The Auto Manage Runtime toggle controls whether the platform automatically starts and stops the runtime when the stage begins and ends.

Capture Protocol

When capture protocol is enabled, the engine records detailed protocol logs of all agent interactions during the stage. This includes the full message history, tool calls, and intermediate results. Capture protocol is useful for debugging and auditing but increases storage usage.

Max Cycles

The max cycles setting is a safety limit on how many conversation cycles (agent turns) can occur within a single stage execution. If the agents exceed this limit, the stage is forcefully completed.

  • Default: 30
  • Use higher values for complex iterative tasks where agents need many rounds of discussion.
  • Use lower values for simple, focused tasks to prevent runaway conversations.

Max Stage Visits

The max stage visits setting limits how many times a workflow can re-enter this stage via outcome routing.
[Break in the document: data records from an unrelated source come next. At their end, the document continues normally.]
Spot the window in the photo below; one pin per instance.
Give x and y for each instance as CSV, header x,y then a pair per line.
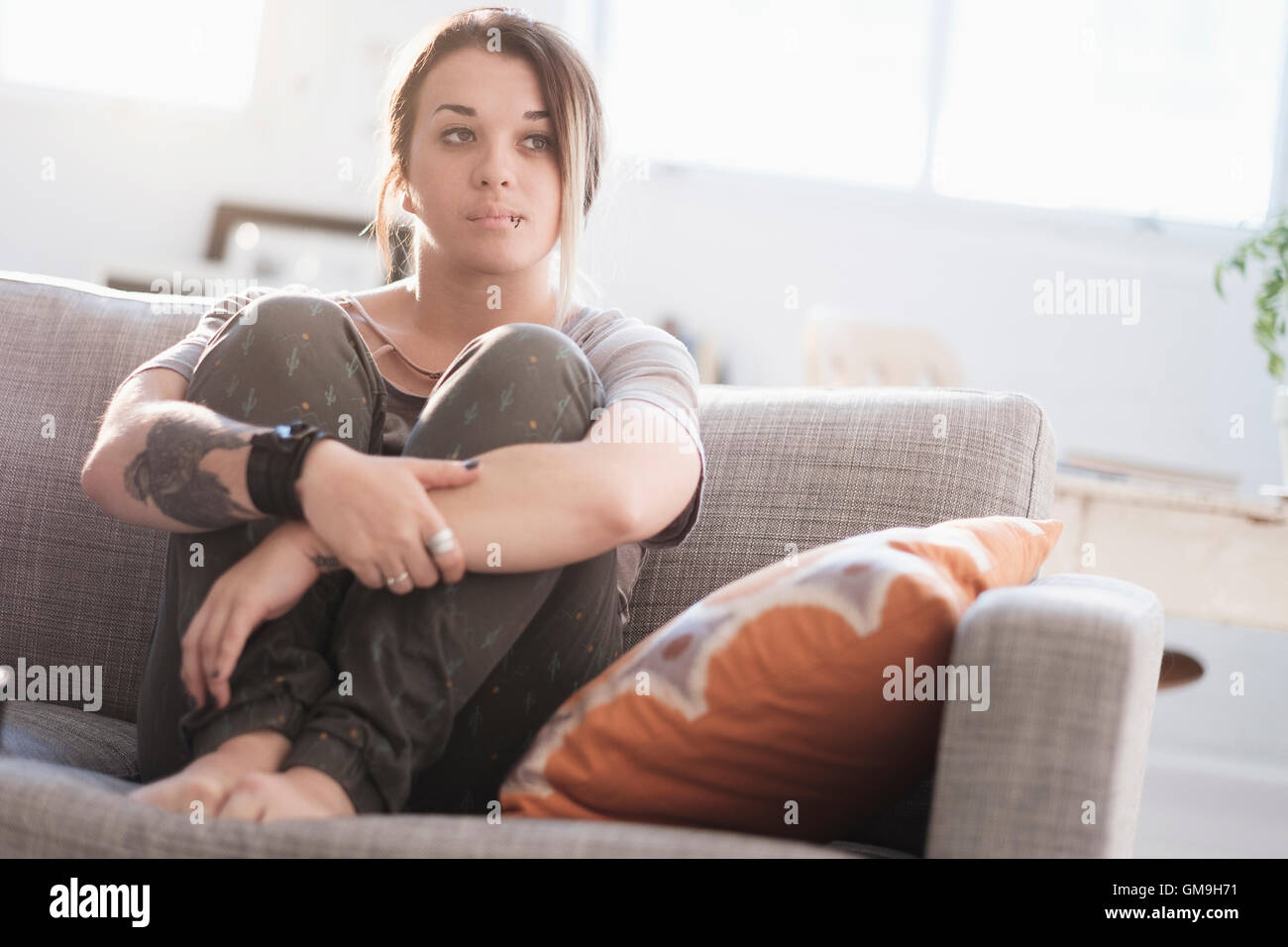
x,y
825,89
1147,107
1127,107
194,54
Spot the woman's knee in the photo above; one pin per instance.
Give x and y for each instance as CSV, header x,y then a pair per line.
x,y
520,381
288,354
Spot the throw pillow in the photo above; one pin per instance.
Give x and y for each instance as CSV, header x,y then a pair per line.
x,y
794,701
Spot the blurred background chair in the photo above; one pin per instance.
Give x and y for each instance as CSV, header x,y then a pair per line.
x,y
842,351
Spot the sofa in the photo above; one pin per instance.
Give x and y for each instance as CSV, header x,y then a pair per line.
x,y
1076,657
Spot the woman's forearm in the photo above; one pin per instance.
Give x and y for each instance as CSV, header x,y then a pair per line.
x,y
532,506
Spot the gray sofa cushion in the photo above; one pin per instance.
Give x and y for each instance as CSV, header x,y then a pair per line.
x,y
787,468
68,736
52,810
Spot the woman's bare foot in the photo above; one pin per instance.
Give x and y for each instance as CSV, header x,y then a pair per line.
x,y
210,777
299,792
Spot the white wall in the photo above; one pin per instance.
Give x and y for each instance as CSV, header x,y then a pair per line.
x,y
140,183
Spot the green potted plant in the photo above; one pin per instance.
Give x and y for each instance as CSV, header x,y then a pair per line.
x,y
1270,253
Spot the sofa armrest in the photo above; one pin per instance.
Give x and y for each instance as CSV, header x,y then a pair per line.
x,y
1073,674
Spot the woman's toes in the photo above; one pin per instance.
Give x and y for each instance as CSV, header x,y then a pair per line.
x,y
246,799
179,791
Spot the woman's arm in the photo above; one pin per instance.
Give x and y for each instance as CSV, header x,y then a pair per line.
x,y
532,506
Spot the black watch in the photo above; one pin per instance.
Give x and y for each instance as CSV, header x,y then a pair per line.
x,y
274,466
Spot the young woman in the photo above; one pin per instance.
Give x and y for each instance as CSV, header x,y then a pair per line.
x,y
325,668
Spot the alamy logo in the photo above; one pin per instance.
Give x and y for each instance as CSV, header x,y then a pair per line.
x,y
101,900
936,684
1077,296
53,684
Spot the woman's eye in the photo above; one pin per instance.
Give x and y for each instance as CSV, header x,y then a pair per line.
x,y
447,138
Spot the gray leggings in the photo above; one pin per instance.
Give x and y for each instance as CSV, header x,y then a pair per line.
x,y
449,684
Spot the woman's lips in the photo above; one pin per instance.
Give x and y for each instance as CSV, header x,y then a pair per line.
x,y
497,223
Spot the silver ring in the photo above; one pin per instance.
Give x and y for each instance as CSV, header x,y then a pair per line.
x,y
442,541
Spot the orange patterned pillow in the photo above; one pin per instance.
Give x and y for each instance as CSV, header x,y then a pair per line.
x,y
794,701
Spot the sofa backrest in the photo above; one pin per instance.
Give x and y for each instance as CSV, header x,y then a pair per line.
x,y
787,470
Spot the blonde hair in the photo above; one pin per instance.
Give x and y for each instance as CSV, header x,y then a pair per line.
x,y
567,86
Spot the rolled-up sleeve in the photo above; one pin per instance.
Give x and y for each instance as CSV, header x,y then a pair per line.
x,y
644,363
184,355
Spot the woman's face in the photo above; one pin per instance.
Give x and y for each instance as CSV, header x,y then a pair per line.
x,y
473,146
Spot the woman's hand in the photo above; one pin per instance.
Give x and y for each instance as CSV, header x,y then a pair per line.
x,y
263,585
375,515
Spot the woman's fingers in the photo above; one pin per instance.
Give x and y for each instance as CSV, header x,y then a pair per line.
x,y
228,647
192,672
391,566
450,562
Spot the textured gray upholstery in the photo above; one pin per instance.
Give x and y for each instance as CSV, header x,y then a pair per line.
x,y
787,468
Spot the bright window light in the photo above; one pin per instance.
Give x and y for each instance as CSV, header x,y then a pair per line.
x,y
1145,107
828,89
192,53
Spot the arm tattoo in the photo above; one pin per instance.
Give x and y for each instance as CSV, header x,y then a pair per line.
x,y
167,472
This prevents infinite loops when stages route back to earlier stages.

  • Default: 5
  • If the workflow routes back to this stage more than the allowed number of times, the loop is broken and execution continues to the next sequential stage.

See Outcomes & Routing for details on how routing and loop guards interact.

Field Reference

FieldRequiredDefaultDescription
NameYes--Display label for the stage
DescriptionYes--Task description provided to agents
PositionNoAutoExecution order within the workflow
Summary ModeYesIndividualHow stage results are summarized
RuntimeNoNoneOptional sandboxed execution environment
Auto Manage RuntimeNoOffStart/stop runtime automatically with the stage
Capture ProtocolNoOffRecord detailed interaction logs
Max CyclesNo30Maximum conversation cycles per execution
Max Stage VisitsNo5Maximum re-entries via outcome routing
OutcomesNoNonePossible stage results for routing decisions
Outcome RoutingNoNoneMaps outcomes to target stages
Entry HooksNoNoneTools to run before the stage starts
Exit HooksNoNoneTools to run after the stage completes

Stage Drawer in the Workflow Builder

Clicking a stage node in the Workflow Builder opens a drawer with four tabs:

  1. Main -- Name, description, summary mode, runtime, capture protocol, max cycles.
  2. Routing -- Outcomes list and outcome routing configuration. See Outcomes & Routing.
  3. Hooks -- Entry and exit hooks. See Hooks.
  4. Assignments -- Agent assignments with ordering and task directives. See Assignments.